Interestingly, Sadie and Sallyanne were also officially christened Sarah. Sadie wanted to call her eldest daughter Sallyanne, which was vetoed by the officiating priest, who insisted on Sarah Anne. Sarah May was named after both of her grandmothers, and Sadie affectionately describes her as "a holy terror, who is just herself". She ticks her off for smoking, which is the one piece of advice Sarah May doesn't heed - yet!

"Nana is loving, caring, kind and generous, and if there is something wrong, she will know straight away and is really good at cheering you up," says Sarah May. "She's really funny and very inquisitive and direct, and she makes me laugh because she cuts out the small talk and gets straight to the point. I'm very lucky to have her, as she's amazing and gives me great advice."

Sadie lived on New Street in the Liberties area of Dublin until she was five, and was the youngest of the late Sarah and James Malone's nine children - they had 13 but not all survived. The family then moved to Crumlin and Sadie attended the Presentation schools in Warrenmount School. Unusually for that time, she stayed on until she was 18.

After school, she worked as a bookkeeper and was office supervisor at Prescott's dry-cleaners for 13 years. She married Desmond Parker at 29, and they had their first two children, Sallyanne and Tom, before emigrating to Chicago for over four years, where Desmond's two brothers were living. They had two children there, Joycelyn and James, and Margaret and Bernard were born when they returned to live in Crumlin.

At that point, they bought a combined drapery shop and house on Crumlin Road, and many people will remember that Sadie opened it as a boutique called Sallyanne's, which she ran successfully for years. They moved then to Kimmage, but sadly Desmond passed away 20 years ago.

Sadie is an avid bridge player, and all her beloved children and grandchildren are hugely important to her.

Sadie was devastated when Sarah May's brother Andrew passed away through suicide aged 16 in December 2012. "Andrew was wonderful and he gave us so much pleasure," says Sadie. "I used to mind him even more than Sarah May, because I'd drop him to school and pick him up."

Sarah May says that Sadie's support was amazing, and her strength held everyone together at such a truly heartbreaking time. "It was really hard for Nana as it was hurting her just as much as us, but she wanted to look after her baby, my mum, and keep strong for everyone in the family," she says. "We were all in our own heads dealing with grief, and I don't know if we were as good at giving support back to her. My grandmother has been through so much, but I think losing her grandson was one thing she never thought she would see in her life."
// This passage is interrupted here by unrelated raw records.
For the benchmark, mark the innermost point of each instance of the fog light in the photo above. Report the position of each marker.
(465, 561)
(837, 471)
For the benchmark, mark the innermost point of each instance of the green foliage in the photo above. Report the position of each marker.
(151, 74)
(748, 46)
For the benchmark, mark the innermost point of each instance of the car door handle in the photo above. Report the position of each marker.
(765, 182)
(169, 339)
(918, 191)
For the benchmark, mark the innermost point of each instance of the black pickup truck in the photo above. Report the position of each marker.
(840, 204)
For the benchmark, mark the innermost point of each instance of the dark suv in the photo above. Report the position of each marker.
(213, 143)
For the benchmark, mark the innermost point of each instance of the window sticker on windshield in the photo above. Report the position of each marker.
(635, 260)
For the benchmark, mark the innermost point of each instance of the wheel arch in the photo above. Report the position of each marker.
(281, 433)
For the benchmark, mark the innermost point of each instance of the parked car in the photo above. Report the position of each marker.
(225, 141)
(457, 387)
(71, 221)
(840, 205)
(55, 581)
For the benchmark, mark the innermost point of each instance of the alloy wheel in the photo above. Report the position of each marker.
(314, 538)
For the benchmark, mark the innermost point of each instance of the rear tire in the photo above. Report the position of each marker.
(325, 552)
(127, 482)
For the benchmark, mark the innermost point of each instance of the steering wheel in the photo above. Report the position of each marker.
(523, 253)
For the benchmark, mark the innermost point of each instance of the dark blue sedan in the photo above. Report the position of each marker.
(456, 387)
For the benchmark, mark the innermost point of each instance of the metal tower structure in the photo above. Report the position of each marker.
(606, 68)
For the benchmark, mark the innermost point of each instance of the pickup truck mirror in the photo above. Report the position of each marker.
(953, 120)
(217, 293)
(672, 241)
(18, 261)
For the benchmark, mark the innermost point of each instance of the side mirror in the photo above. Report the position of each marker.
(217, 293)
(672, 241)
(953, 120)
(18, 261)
Sarah May completed a degree in event management and marketing after school, and then combined working at the restaurant with production and operation roles on major events like Taste of Dublin and Taste of Diffusion. She recently went travelling for five months through Asia, New Zealand and Australia, which she says was the most amazing experience ever, and is going to the UK for the rest of the summer to work on Carfest. After that, she's off to Australia in October, where she hopes to get work at events and festivals.
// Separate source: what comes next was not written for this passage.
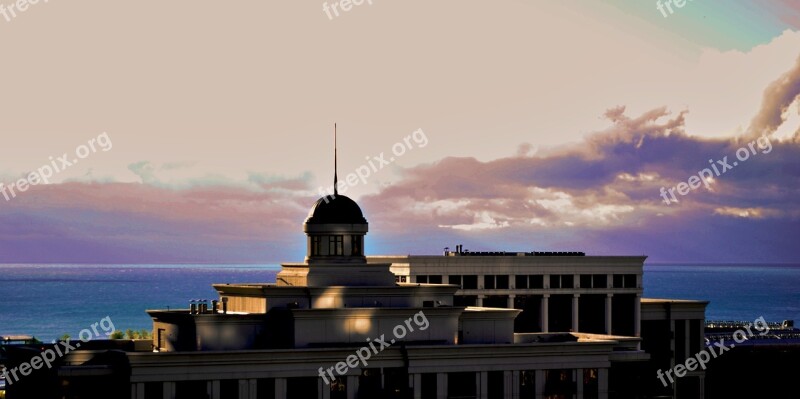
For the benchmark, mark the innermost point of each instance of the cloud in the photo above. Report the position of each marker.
(778, 96)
When she is away, Sarah May misses her family very much, but keeps in touch by phone and Skype. Sadie chats to her weekly and also follows her adventures on Facebook, and is a great believer that young people should travel and see the world. "I think it's very good for her, and I just hope that she will go to Australia, sow her wild oats and then come home," says Sadie. "When I'm sick or need anything, Sarah May is always there for me. A few years ago, I tripped and broke my arm and she was so good to me. She is unbelievably talented and has an awful lot going for her, and of course I'm very proud of her."